Dry Van Rate per mile
OCTG. Global commodity price surge filters through to oilfield pipe.
TS: “US spot market OCTG prices has represented by the Pipe Logix index have reached their highest level since 2008, after rising 124% since October 2020 as distributor inventory level as well from 10 months of consumption to four months of consumption… on the Pipe Logix HRC supply-demand. On the one hand the strong demand and in our opinion the ramp-up that the industry will need to put together to face with the demand the inventory level is extremely low. Now, in our calculation, we are likely to be low four months and this is historically low for this market. So there is also a matter of somewhat replenishing this inventory.”
North America OCTG P110 Pipe 5.5” FOB
Other supply chain
KEX: “I would tell you though our biggest problem is the supply chain. We are having problems getting key componentry.”
JBHT: “I can't say that I feel optimistic about the supply chain challenges going away in the near-term. We are focused on making sure that we help our customers be right to help them smooth out their supply chain challenges and that we are there for them.”
NOV: “All three segments struggled this quarter with supply chain challenges that we did not foresee along with mix issues and COVID disruptions related to the emergence of Omicron variant during the fourth quarter. And while we expect these to subside longer term, we now expect supply chain headwinds to continue to persist through the first half of 2022 as our vendors continue to push out their delivery commitments to us… our manufacturing scheduling headaches were compounded by component and raw material shortages and late deliveries from our vendors, who are facing the same sorts of challenges that we are, late deliveries and short shipments of raw materials and subassemblies led to further and efficiencies under absorption and higher product costs in certain areas as our creative work for scrambled to make do with the raw materials and components that they had on hand.”
So much of the future growth from North American oil will come from the Permian basin.
Horizontal rigs by basin
Where capacity is tight, especially for labor. Staffing is set to be a persistent impediment for the area which actually lost population during the COVID downturn.
Population % change 2020-2021
The Midland labor market is already looking tight. We wonder bemusedly if the natural unemployment rate in Midland is structurally higher than the rest of the US thanks to regular job-hopping. Regardless, the unemployment rate is low.
Midland unemployment rate
On a labor force that has shrunk.
As it stands on the eve of 1Q21 earnings reports, the public E&P companies are holding fast to their commitment to capital discipline. E&Ps are forecast to generate more cash flow in 2022 than ever before.

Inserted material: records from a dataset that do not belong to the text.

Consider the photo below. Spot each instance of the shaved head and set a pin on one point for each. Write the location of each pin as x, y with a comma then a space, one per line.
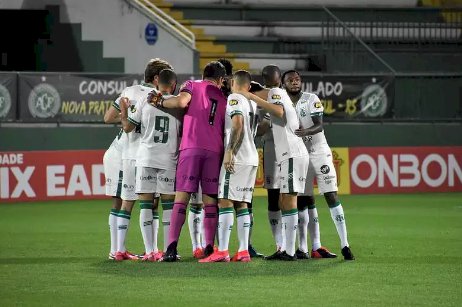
271, 76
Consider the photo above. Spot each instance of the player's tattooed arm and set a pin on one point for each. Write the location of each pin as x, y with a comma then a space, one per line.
126, 125
274, 109
235, 142
316, 128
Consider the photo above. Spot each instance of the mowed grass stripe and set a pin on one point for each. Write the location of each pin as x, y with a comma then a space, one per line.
408, 250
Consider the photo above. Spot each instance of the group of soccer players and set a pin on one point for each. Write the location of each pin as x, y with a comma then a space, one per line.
198, 147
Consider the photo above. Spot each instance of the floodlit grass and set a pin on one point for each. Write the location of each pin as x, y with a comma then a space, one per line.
408, 250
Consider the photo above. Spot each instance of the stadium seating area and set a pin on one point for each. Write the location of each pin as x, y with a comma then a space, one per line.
315, 38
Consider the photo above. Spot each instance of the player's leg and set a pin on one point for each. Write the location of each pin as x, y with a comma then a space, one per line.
129, 197
252, 251
327, 183
146, 182
338, 216
113, 173
210, 173
166, 188
187, 182
195, 224
304, 200
293, 177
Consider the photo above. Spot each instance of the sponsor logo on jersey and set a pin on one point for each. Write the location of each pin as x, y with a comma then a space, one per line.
44, 101
5, 101
325, 169
244, 189
374, 101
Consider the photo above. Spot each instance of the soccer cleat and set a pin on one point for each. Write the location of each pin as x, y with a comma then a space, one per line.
242, 256
275, 256
209, 250
218, 256
149, 257
322, 252
171, 254
125, 256
253, 253
198, 253
301, 255
347, 254
286, 257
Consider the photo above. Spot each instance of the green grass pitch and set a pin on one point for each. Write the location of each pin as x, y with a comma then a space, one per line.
408, 250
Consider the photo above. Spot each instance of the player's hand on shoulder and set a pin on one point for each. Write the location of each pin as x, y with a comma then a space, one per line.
124, 103
301, 132
155, 98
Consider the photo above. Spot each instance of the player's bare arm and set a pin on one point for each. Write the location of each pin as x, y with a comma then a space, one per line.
126, 125
316, 128
237, 135
112, 116
179, 101
273, 109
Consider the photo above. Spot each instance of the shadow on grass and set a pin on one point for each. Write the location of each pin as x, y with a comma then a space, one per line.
191, 268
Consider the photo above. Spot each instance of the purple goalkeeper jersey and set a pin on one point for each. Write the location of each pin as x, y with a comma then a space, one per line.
204, 121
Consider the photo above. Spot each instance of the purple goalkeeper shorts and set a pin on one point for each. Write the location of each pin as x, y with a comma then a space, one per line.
198, 165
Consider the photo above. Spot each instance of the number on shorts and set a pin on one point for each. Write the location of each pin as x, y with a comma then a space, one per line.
213, 110
161, 125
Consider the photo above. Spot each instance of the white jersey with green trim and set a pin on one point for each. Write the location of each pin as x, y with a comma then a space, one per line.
239, 105
287, 143
160, 135
119, 141
308, 106
136, 94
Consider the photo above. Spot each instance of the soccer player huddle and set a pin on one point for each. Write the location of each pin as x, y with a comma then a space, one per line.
198, 148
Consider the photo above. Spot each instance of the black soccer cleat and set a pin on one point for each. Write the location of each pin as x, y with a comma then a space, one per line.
275, 256
347, 254
286, 257
322, 252
171, 254
253, 253
301, 255
208, 250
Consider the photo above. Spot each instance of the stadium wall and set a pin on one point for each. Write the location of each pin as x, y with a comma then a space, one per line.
122, 31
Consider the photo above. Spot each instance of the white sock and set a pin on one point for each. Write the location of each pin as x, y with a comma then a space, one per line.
155, 230
113, 230
302, 230
251, 224
289, 221
194, 224
225, 224
313, 228
146, 224
243, 228
339, 220
167, 207
123, 221
275, 221
202, 228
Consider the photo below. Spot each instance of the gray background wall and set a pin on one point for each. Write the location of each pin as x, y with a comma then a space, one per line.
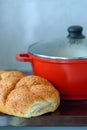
23, 22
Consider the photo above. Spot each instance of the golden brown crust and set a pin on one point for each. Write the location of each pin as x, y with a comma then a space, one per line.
26, 96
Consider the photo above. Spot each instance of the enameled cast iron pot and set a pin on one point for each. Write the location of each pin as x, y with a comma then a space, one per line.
68, 71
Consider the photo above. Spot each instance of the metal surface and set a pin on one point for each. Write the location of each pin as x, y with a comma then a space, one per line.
70, 113
57, 50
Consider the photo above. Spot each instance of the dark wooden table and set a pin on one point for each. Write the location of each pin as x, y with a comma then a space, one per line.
70, 113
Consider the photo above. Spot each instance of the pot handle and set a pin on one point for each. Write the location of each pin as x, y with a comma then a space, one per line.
24, 57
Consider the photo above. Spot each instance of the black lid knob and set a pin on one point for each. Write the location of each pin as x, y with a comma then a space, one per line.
75, 32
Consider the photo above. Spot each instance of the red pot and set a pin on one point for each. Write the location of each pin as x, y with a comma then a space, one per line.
68, 74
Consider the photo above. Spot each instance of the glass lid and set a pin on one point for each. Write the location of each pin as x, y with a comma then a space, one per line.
65, 48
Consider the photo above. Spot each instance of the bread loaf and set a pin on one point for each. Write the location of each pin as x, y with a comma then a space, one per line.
26, 95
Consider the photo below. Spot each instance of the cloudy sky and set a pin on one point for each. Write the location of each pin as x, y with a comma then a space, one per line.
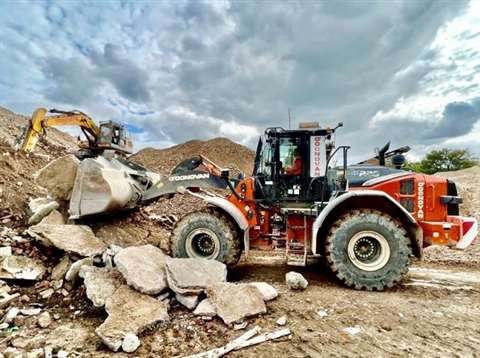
406, 71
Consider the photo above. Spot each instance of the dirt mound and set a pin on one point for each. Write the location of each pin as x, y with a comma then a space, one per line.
221, 151
467, 183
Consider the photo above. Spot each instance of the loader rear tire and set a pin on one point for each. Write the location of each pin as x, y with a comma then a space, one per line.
367, 249
206, 234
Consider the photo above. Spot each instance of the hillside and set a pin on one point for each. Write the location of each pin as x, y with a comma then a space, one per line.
222, 151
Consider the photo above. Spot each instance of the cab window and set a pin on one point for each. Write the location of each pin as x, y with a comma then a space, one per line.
289, 149
265, 161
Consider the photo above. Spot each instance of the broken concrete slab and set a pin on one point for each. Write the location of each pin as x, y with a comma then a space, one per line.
268, 291
205, 309
54, 218
5, 251
69, 337
59, 271
72, 273
7, 299
130, 343
101, 283
129, 312
58, 176
143, 267
77, 239
44, 319
40, 208
21, 268
192, 276
188, 301
295, 281
234, 302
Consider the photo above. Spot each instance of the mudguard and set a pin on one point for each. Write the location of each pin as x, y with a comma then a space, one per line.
417, 242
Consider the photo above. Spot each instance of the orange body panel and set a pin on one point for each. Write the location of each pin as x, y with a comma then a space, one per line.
425, 207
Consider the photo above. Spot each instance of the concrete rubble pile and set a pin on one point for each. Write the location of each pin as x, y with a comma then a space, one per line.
135, 285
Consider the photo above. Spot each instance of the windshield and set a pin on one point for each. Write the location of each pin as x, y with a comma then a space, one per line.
264, 165
289, 151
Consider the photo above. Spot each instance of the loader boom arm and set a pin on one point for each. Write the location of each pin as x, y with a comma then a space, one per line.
40, 121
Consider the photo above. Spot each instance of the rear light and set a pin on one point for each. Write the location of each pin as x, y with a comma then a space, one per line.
407, 187
469, 232
407, 203
452, 207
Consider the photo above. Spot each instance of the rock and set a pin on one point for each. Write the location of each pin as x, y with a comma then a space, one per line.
101, 283
30, 311
48, 352
143, 267
46, 294
353, 331
60, 270
72, 273
282, 321
21, 268
322, 313
129, 312
77, 239
69, 337
40, 208
130, 343
4, 288
205, 309
234, 302
193, 276
188, 301
57, 285
54, 218
44, 320
239, 326
7, 299
36, 353
109, 254
10, 316
296, 281
268, 291
58, 176
5, 251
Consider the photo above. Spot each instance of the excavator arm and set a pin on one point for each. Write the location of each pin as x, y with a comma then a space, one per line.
40, 121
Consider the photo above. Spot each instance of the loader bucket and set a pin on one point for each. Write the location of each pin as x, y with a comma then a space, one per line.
103, 186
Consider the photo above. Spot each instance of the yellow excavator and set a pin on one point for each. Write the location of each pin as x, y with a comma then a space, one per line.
106, 136
106, 180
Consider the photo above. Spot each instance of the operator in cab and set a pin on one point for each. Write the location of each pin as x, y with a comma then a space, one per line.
297, 164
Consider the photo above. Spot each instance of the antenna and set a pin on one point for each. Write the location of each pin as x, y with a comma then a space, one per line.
289, 119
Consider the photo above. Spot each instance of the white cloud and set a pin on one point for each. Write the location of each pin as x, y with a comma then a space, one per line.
194, 69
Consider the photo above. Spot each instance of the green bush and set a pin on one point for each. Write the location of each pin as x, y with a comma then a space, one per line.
443, 160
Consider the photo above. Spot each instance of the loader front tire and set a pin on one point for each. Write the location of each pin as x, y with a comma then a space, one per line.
367, 249
206, 234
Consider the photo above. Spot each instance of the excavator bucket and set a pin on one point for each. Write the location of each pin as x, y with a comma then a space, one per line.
107, 185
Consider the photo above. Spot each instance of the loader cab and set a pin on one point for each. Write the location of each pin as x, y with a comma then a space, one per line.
291, 165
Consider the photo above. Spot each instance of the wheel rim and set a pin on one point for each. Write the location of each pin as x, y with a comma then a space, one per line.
202, 243
368, 250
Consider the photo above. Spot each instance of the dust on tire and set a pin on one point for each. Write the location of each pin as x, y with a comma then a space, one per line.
344, 229
230, 245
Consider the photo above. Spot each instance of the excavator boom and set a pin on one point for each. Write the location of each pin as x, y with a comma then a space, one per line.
40, 121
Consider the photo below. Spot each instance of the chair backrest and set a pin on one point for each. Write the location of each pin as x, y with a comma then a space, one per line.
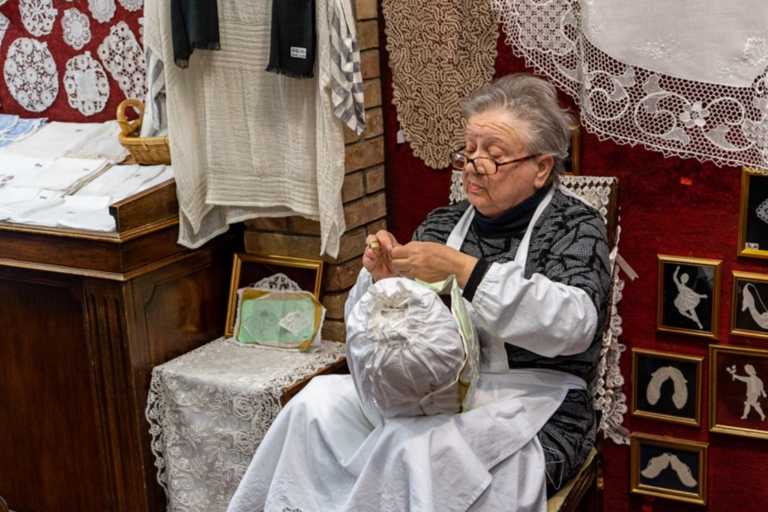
602, 192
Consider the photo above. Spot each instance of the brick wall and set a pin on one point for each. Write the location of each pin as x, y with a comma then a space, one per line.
363, 192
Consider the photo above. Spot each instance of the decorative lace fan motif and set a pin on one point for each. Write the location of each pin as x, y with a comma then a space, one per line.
86, 84
31, 75
76, 28
38, 16
124, 59
439, 52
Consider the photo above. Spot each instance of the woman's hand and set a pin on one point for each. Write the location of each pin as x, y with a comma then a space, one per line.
377, 257
432, 262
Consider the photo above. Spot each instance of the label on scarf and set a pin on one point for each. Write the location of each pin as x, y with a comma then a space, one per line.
298, 53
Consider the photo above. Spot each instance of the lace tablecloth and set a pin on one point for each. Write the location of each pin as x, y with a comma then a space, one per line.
209, 409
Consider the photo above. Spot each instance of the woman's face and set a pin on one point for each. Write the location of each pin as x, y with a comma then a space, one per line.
494, 134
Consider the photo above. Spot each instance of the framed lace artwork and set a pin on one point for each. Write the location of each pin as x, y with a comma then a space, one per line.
738, 400
666, 386
688, 299
277, 273
753, 213
668, 468
749, 314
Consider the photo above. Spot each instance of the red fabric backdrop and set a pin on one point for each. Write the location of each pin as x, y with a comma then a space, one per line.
62, 52
668, 206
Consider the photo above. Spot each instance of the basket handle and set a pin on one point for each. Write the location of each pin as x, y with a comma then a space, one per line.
129, 127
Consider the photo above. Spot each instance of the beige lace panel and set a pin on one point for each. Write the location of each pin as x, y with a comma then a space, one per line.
439, 52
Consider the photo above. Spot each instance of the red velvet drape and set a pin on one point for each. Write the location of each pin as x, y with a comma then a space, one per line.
668, 206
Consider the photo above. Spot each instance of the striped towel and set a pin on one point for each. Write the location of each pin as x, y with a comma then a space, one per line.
346, 77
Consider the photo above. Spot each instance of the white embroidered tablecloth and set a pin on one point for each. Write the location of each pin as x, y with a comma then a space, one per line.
210, 408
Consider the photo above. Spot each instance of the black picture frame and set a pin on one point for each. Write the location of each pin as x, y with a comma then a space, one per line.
667, 386
688, 298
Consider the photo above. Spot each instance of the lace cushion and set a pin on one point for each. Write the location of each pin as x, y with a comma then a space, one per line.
283, 319
406, 351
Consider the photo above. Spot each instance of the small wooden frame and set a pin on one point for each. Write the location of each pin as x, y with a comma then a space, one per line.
737, 391
668, 468
248, 269
688, 299
666, 387
749, 315
753, 213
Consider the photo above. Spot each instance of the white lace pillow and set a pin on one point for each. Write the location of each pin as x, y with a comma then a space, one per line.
406, 351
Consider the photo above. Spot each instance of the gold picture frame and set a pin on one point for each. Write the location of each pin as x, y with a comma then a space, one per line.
753, 213
670, 468
249, 269
737, 389
666, 386
572, 160
688, 296
749, 315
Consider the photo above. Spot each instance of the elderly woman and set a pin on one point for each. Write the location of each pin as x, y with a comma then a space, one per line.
532, 260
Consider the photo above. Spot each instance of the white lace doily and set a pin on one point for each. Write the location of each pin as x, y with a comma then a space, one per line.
652, 79
124, 59
102, 10
86, 84
30, 74
38, 16
208, 411
132, 5
76, 27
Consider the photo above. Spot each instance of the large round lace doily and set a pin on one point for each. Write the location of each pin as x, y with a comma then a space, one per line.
439, 52
653, 79
30, 74
76, 27
124, 59
132, 5
37, 16
102, 10
86, 84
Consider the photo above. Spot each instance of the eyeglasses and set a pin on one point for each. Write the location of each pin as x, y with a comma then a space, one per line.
483, 164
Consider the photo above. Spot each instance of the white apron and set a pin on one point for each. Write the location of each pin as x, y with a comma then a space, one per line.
322, 454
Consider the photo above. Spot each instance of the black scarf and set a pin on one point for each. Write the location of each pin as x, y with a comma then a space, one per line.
510, 221
194, 24
292, 41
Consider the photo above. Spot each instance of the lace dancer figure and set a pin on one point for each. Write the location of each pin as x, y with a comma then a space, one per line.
755, 389
748, 302
687, 300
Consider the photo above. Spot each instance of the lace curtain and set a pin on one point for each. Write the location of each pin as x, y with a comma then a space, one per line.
686, 78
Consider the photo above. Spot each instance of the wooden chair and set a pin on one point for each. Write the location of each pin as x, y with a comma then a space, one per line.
583, 492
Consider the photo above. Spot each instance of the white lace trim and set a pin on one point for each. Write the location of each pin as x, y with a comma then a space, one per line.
31, 75
86, 84
124, 59
102, 10
631, 104
209, 409
38, 16
76, 27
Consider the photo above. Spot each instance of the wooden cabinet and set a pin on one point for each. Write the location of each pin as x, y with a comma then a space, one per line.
84, 317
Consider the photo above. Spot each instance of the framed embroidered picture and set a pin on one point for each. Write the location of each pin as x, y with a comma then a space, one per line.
250, 269
668, 468
749, 315
738, 400
573, 158
688, 298
753, 213
666, 386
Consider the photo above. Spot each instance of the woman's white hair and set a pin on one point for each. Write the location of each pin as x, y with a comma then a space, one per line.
544, 126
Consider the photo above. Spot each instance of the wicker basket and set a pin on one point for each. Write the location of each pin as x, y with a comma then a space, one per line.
145, 150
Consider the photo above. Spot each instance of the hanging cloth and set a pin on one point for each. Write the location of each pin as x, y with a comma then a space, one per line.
194, 25
292, 40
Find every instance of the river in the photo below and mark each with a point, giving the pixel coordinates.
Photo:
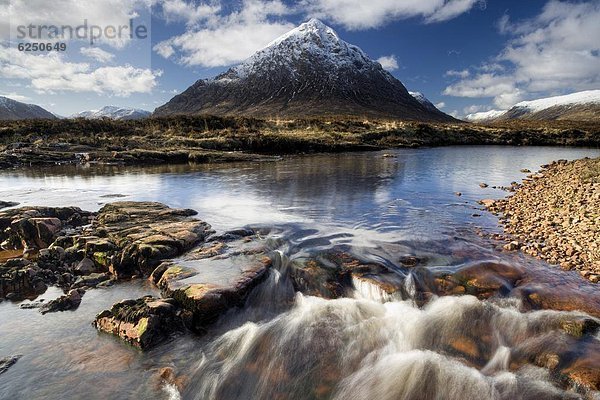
(284, 345)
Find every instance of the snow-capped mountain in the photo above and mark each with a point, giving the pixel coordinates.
(580, 106)
(113, 112)
(307, 72)
(485, 116)
(420, 97)
(14, 110)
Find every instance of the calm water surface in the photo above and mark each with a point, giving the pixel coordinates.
(283, 345)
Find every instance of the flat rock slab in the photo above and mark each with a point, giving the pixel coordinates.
(72, 248)
(216, 277)
(145, 233)
(337, 273)
(143, 323)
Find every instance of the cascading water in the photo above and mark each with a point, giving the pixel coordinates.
(373, 346)
(400, 213)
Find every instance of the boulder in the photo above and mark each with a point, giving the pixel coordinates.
(143, 323)
(7, 362)
(70, 301)
(138, 235)
(207, 282)
(85, 267)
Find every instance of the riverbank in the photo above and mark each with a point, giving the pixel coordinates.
(555, 215)
(201, 139)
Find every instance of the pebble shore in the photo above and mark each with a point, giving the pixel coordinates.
(554, 215)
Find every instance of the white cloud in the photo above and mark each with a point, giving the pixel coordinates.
(51, 73)
(72, 13)
(461, 74)
(180, 10)
(360, 14)
(228, 39)
(389, 63)
(97, 54)
(16, 96)
(555, 52)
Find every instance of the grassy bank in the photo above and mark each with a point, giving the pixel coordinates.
(206, 138)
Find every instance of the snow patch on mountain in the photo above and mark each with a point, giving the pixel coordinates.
(420, 97)
(310, 39)
(113, 112)
(586, 97)
(485, 115)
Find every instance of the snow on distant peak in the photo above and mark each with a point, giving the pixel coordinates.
(586, 97)
(420, 97)
(485, 115)
(113, 112)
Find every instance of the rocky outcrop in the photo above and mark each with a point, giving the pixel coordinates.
(70, 301)
(553, 215)
(6, 204)
(72, 248)
(337, 273)
(142, 323)
(7, 362)
(216, 277)
(134, 237)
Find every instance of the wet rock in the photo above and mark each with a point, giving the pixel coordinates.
(16, 278)
(6, 204)
(512, 246)
(7, 362)
(143, 323)
(70, 301)
(208, 286)
(314, 277)
(487, 202)
(337, 273)
(91, 280)
(480, 279)
(86, 267)
(146, 233)
(576, 363)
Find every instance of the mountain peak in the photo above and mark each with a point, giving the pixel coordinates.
(308, 71)
(313, 30)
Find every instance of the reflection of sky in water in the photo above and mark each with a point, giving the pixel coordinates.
(386, 206)
(412, 193)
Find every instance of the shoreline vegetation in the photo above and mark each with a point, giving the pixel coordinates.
(201, 139)
(554, 215)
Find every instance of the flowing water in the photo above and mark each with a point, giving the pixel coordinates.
(285, 345)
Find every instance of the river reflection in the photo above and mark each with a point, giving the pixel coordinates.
(284, 345)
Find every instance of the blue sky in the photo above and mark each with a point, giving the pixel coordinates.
(464, 55)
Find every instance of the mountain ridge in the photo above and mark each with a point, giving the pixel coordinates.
(113, 112)
(307, 72)
(578, 106)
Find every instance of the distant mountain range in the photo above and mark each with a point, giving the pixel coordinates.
(14, 110)
(307, 72)
(113, 112)
(580, 106)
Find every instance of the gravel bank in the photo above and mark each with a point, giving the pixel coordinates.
(555, 215)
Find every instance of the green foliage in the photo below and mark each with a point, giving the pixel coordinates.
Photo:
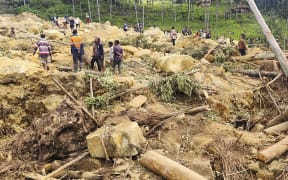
(99, 102)
(124, 11)
(168, 87)
(220, 57)
(107, 86)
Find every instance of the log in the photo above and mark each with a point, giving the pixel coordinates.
(75, 101)
(91, 94)
(273, 151)
(252, 57)
(255, 73)
(34, 175)
(278, 119)
(270, 38)
(167, 168)
(277, 129)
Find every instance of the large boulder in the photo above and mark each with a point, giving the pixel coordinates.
(138, 101)
(116, 139)
(54, 34)
(174, 63)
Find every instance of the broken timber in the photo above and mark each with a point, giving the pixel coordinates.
(270, 38)
(167, 168)
(75, 101)
(50, 175)
(274, 151)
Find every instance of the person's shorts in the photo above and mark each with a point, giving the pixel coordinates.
(44, 60)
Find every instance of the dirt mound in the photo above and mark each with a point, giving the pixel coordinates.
(55, 135)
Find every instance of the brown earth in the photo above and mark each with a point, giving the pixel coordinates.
(41, 129)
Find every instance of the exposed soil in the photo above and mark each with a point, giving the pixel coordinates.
(41, 129)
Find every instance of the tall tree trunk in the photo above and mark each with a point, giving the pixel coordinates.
(89, 8)
(143, 16)
(189, 11)
(136, 11)
(81, 11)
(270, 38)
(73, 4)
(217, 14)
(110, 9)
(162, 11)
(98, 11)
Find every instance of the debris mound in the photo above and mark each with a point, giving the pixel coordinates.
(55, 135)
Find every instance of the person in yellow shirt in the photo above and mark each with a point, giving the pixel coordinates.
(77, 50)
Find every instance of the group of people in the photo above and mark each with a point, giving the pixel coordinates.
(77, 51)
(74, 22)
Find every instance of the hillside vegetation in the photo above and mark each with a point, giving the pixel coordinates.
(165, 14)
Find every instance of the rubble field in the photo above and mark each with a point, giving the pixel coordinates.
(197, 105)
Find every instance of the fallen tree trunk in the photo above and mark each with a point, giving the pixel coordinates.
(273, 151)
(278, 119)
(50, 175)
(270, 38)
(277, 129)
(76, 102)
(252, 57)
(167, 168)
(255, 73)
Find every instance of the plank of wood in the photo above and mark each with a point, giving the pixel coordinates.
(274, 151)
(278, 119)
(75, 101)
(277, 129)
(168, 168)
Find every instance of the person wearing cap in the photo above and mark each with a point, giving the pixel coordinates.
(118, 56)
(98, 55)
(77, 50)
(44, 51)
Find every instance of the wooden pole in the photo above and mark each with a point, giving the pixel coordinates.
(273, 151)
(277, 129)
(269, 36)
(75, 101)
(168, 168)
(91, 94)
(278, 119)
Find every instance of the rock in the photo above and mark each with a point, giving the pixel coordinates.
(254, 167)
(52, 102)
(138, 101)
(210, 58)
(116, 140)
(265, 175)
(53, 35)
(258, 128)
(174, 63)
(202, 167)
(127, 81)
(276, 167)
(89, 164)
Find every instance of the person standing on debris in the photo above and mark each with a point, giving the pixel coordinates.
(118, 56)
(77, 22)
(242, 47)
(65, 22)
(72, 23)
(125, 27)
(44, 51)
(88, 20)
(12, 33)
(77, 50)
(111, 53)
(98, 55)
(173, 35)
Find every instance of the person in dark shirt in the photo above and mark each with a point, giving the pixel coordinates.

But the group is not spending like it had in prior cycles. Capex guidance for 2022 is remarkably muted relative the outlook for cash flow generation.
Leading to a historically (positive) wide gap between the cash flow and capex – much of which will be returned to shareholders.
It’s not that the group isn’t growing production at all – it is. It’s just that the group is not inclined to grow much more than already planned. At least for 2022.
The longer the group takes a measured approach to spending in the face of commodity price strength, the longer the cycle lasts.